# 1/8" gap between OSB sheeting to allow for expansion?



## pmaru77 (Dec 7, 2006)

I know that when sub flooring with OSB that it is sugested that you leave an expansion gap of 1/8 inch. Do any of you do this for sub roofing. I would guess not ....but would like to know the practice.


----------



## Bonus (Aug 25, 2005)

If you're using "h-clips" then this will do that for you, if not, I put a 2' nail between the sheets for expansion. Actually it has more to do with contraction of the rafter/joist, the OSB is pretty stable.


----------



## pmaru77 (Dec 7, 2006)

I just did a 9x12 shed and all my seams are on rafters...no gap. So the contraction of the joist brings the OSB onto a collision course? So say the rafter shrinks to 1 7/16 from 1 9/16....so a 1/8 inch collision.
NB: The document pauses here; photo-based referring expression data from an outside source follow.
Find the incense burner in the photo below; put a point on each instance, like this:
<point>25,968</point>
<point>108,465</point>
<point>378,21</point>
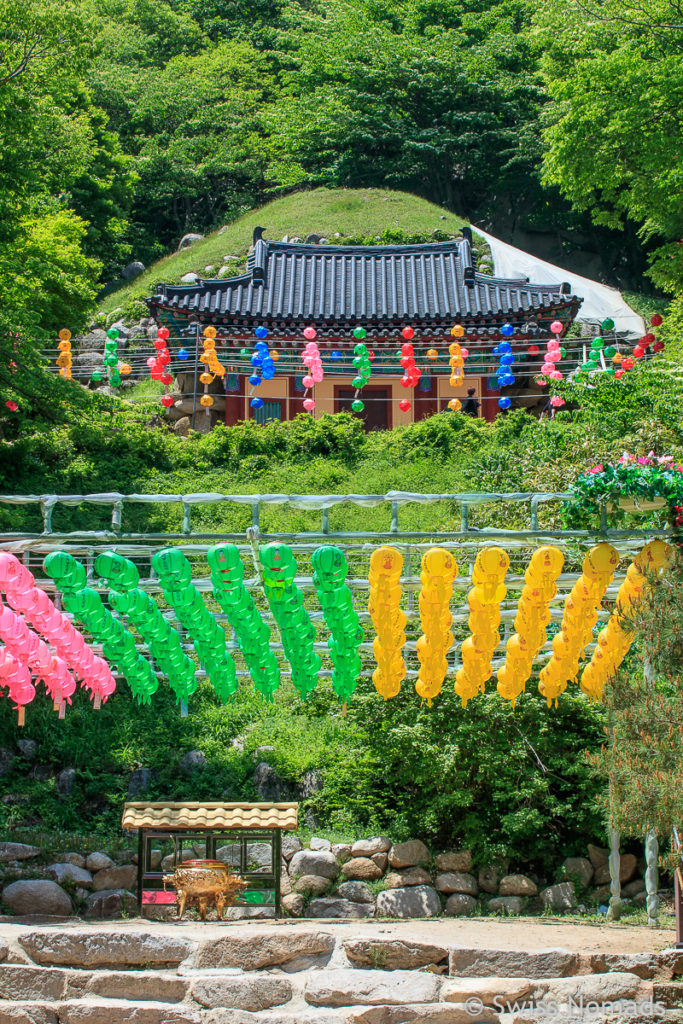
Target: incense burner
<point>206,883</point>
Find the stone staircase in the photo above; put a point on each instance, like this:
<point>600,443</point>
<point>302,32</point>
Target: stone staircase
<point>282,975</point>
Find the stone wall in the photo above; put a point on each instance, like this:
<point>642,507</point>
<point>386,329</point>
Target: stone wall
<point>370,878</point>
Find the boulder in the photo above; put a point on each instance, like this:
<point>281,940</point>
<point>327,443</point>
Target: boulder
<point>28,749</point>
<point>251,992</point>
<point>262,949</point>
<point>455,860</point>
<point>110,903</point>
<point>109,948</point>
<point>32,896</point>
<point>357,892</point>
<point>335,907</point>
<point>189,240</point>
<point>290,846</point>
<point>67,780</point>
<point>488,879</point>
<point>411,877</point>
<point>460,904</point>
<point>517,885</point>
<point>116,878</point>
<point>408,854</point>
<point>190,761</point>
<point>559,898</point>
<point>457,882</point>
<point>367,847</point>
<point>294,904</point>
<point>98,861</point>
<point>314,884</point>
<point>132,270</point>
<point>506,904</point>
<point>361,868</point>
<point>579,869</point>
<point>417,901</point>
<point>597,855</point>
<point>393,954</point>
<point>17,851</point>
<point>464,963</point>
<point>70,872</point>
<point>349,987</point>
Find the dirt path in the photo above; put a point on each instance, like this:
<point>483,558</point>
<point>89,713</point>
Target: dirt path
<point>527,934</point>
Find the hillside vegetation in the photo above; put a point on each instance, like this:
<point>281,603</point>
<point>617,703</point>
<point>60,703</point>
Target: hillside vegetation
<point>357,214</point>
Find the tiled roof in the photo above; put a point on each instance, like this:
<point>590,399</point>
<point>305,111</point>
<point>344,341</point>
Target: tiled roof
<point>202,815</point>
<point>297,284</point>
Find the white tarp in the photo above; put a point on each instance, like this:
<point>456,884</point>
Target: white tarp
<point>600,301</point>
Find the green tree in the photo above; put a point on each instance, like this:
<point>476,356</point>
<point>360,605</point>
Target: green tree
<point>613,129</point>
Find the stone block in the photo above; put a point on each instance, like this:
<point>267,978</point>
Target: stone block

But not until many years?


----------



## North Country (Nov 5, 2006)

The reason for this 1/8" gap is to take into account the expansive properties of OSB. LEave a sheet out in the rain and you'll see what I mean.


----------



## caseywa (Nov 7, 2006)

I had built a roof over our front porch using OSB and did not leave an expansion gap...what a mistake! Over time it was easy to see the bowing that occurred. We had the house reroofed this year by a roofing company with me replacing the the porch roof sheathing.

I wanted to do the work for a couple of reasons...the main one being having access to run some telephone and computer cables to other rooms in the house and to use 3/4 inch ply instead of 1/2 inch the roofing company wanted to use.

An expansion gap of 1/8 inch was used and the areas I felt were too tight I ran the skillsaw along the seam with the blade set at 3/4 inch. The roofing company and building inspector were both pleased with the gaping between the sheets.


----------



## AaronB (Jan 29, 2005)

Use the clips.


----------